It is known in the method of electrothermomechanical drilling and device for its implementation (see Inventor's Certificate No. 1,555,460 Int. Cl. E 21 7(15,1988), which consists in loosening the rock by the passage of current and then in drilling this loosened rock by a mechanical rock-breaking foot and excavating the drill sludge from the hole with an air mixture. This sludge is then divided on fraction, then the coarse fraction is separated, concentrated and broken down thermodynamically outside of the drill pipes.
The device that realizes this method includes a drill bit, a bit chamber, a current collector, an insulating adaptor and a multi-screw spiral, put on an external surface of the cylindrical bit chamber.
However, this method and device are only capable of loosening the rock with the further evacuation of the breakdown products.
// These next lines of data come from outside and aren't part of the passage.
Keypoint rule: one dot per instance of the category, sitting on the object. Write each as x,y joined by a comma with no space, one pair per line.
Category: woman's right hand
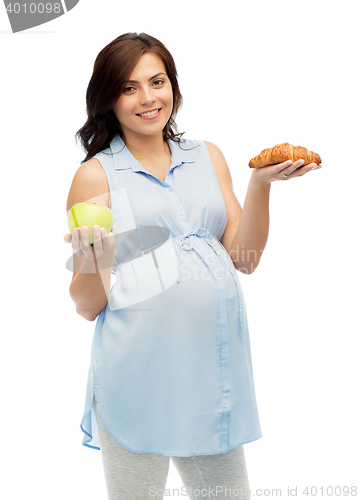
103,243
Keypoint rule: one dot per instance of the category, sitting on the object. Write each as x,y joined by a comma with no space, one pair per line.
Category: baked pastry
283,152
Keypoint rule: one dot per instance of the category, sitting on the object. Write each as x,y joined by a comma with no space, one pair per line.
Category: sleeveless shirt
171,368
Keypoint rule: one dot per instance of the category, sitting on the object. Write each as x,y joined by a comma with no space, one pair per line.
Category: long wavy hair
112,70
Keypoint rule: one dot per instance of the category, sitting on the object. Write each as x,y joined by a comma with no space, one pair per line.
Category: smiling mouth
149,113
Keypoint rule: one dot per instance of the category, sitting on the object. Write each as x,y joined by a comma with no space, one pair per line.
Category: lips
153,112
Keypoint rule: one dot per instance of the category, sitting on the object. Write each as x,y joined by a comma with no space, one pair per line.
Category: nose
146,96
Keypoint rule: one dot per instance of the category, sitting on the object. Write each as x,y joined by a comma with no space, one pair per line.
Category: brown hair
112,69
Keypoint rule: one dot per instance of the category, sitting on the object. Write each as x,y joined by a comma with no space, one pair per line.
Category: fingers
102,242
81,242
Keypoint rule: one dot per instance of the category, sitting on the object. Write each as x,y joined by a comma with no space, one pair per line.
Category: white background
252,74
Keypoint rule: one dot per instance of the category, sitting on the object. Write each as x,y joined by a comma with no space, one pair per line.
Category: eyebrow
152,78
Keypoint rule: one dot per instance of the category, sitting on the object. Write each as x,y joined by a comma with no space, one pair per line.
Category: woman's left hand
282,171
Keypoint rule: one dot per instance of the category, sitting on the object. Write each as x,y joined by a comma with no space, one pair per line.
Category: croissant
283,152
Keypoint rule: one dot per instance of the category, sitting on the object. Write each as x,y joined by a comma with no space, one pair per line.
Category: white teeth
149,113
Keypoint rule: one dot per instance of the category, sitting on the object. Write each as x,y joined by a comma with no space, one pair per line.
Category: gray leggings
132,476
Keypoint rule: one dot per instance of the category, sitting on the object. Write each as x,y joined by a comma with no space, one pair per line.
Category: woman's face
148,89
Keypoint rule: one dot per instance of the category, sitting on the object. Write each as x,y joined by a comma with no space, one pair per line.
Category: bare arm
91,281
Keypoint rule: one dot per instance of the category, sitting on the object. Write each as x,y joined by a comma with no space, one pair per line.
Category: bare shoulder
219,163
89,185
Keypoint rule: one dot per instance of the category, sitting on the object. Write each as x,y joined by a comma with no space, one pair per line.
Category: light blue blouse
171,367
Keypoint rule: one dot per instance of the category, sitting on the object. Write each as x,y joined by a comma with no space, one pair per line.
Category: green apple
89,214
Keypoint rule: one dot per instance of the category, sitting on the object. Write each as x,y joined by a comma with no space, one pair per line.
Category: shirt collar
124,158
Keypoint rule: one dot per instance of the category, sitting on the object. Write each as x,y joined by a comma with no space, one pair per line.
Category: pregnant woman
171,373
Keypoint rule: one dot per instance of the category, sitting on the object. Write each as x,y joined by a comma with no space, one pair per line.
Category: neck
146,146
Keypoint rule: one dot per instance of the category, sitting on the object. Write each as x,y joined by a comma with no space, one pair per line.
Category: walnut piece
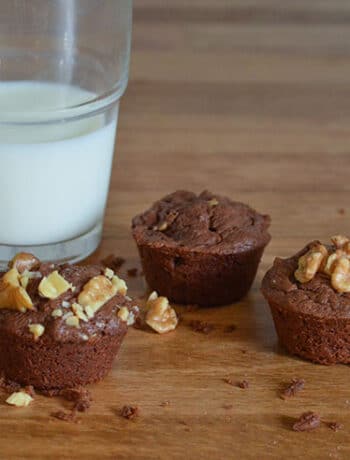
53,286
24,261
310,263
12,294
340,278
19,399
160,316
37,330
98,291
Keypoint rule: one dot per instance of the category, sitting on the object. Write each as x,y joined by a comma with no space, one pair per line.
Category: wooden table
251,99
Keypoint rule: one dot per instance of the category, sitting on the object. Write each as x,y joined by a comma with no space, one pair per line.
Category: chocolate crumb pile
201,326
308,421
295,386
130,412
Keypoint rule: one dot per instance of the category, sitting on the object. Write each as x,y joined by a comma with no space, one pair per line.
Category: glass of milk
63,69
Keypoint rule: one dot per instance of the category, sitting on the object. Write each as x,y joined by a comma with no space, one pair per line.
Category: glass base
69,251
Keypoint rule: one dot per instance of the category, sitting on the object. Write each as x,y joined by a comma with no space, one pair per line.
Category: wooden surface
249,98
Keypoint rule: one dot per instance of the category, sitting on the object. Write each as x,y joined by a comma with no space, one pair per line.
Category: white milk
54,177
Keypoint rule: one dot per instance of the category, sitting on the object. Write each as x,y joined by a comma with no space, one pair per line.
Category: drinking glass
63,70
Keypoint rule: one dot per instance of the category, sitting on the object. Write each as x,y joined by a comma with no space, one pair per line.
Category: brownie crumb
132,272
227,406
65,416
80,396
243,384
201,326
294,387
113,262
8,385
130,412
165,403
30,390
335,426
230,328
307,421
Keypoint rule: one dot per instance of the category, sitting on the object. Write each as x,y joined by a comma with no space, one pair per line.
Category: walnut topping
123,314
336,265
160,316
12,294
340,278
310,263
24,261
53,286
73,321
37,330
19,399
57,313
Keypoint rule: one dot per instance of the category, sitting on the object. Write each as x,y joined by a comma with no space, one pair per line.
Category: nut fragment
19,399
73,321
37,330
340,278
53,286
24,261
97,292
12,294
310,263
123,314
160,316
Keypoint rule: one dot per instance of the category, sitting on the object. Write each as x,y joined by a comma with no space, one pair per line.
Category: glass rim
86,108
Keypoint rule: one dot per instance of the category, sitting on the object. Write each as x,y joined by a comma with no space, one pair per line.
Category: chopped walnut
53,286
310,263
12,294
37,330
160,316
98,291
24,261
19,399
340,278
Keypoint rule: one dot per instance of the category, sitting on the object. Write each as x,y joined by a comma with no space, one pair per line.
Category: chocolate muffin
201,249
309,297
60,326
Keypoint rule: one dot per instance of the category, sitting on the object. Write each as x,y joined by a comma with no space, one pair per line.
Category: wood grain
250,99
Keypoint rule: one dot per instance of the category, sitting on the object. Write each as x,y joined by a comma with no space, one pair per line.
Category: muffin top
313,282
204,222
62,303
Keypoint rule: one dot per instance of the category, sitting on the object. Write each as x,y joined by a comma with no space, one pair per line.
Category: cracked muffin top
204,222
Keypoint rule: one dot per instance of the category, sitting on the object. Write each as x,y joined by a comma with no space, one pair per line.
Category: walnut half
160,316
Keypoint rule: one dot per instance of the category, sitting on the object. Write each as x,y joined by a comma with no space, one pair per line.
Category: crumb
8,385
335,426
243,384
230,328
201,326
165,403
229,381
190,308
132,272
130,412
113,262
80,396
307,421
294,387
227,406
30,390
66,416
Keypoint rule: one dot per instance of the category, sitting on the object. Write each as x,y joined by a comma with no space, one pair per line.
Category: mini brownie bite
60,326
202,249
309,297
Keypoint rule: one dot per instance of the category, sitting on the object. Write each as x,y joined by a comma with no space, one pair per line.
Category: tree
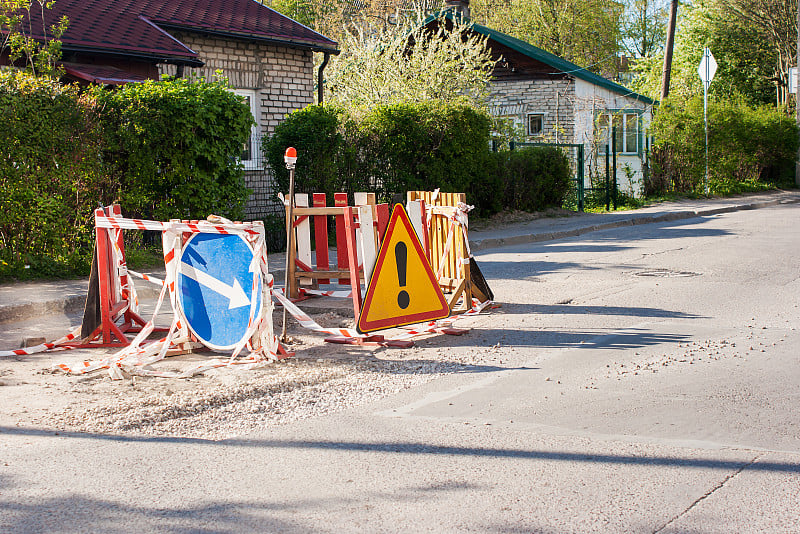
411,64
644,27
26,36
774,21
746,61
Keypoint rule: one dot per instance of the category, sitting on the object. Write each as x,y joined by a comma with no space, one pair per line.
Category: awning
102,74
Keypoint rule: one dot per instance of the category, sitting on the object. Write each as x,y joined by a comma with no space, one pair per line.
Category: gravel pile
230,403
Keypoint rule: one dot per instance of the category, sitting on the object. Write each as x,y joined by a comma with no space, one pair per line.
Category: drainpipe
320,77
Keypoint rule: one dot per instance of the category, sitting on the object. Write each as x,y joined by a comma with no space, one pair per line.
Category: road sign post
290,158
706,70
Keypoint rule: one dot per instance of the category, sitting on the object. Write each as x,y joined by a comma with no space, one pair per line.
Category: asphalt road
648,383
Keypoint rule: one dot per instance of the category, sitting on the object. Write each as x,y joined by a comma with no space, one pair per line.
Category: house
553,100
266,56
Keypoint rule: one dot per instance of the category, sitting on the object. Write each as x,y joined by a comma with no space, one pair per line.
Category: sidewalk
26,300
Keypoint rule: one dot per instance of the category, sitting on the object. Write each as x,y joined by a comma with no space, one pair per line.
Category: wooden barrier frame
113,290
359,229
436,210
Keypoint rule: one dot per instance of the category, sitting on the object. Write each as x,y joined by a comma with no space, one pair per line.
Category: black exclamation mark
400,256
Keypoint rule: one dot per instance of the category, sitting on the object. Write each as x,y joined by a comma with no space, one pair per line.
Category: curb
523,239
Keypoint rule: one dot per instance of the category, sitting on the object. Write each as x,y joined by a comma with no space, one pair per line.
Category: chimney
458,7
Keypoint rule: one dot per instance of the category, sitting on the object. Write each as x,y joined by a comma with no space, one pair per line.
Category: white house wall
589,101
553,98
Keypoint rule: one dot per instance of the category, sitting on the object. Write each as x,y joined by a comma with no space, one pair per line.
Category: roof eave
153,57
553,60
294,43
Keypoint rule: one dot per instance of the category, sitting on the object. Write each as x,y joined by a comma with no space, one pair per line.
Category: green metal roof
553,60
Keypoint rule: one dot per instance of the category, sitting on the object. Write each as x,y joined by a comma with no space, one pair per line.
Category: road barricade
442,221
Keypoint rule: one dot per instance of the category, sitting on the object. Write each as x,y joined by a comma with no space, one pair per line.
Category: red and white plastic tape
139,355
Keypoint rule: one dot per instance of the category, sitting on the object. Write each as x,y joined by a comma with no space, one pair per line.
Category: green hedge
174,147
534,178
749,148
161,149
51,175
403,147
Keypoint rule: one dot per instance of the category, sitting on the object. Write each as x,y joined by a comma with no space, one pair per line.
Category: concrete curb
635,220
28,310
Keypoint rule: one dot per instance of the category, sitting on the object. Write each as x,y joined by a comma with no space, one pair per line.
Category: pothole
665,273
This method does not strengthen the hole shaft with a solid layer of compressed and thermally transformed rocks.
See also the known device for electrothermal hole drilling (see IC 1,608,340 Int. Cl. E 215 37(18,1988), which we took as a prototype. It includes a rotator, a jib holder, drill jib with waveguide, a compressor, a magnetron, a sludge pipe and a high-temperature penetrator.
This device does not provide sufficiently high drilling speed in loose rocks because the highest temperature is generated directly on the extended circular or conical end of the penetrator and is fed by contact through the melt layer to the rock. Besides, outside the liquid phase of the melt layer in loose rock there is inevitably formed an area of compressed and thermally transformed rock at the expense of its sintering and baking. The high density and strength of the crystalline phase formed in front of the stope, block the mechanical moving of the penetrator and considerably reduce the drilling speed.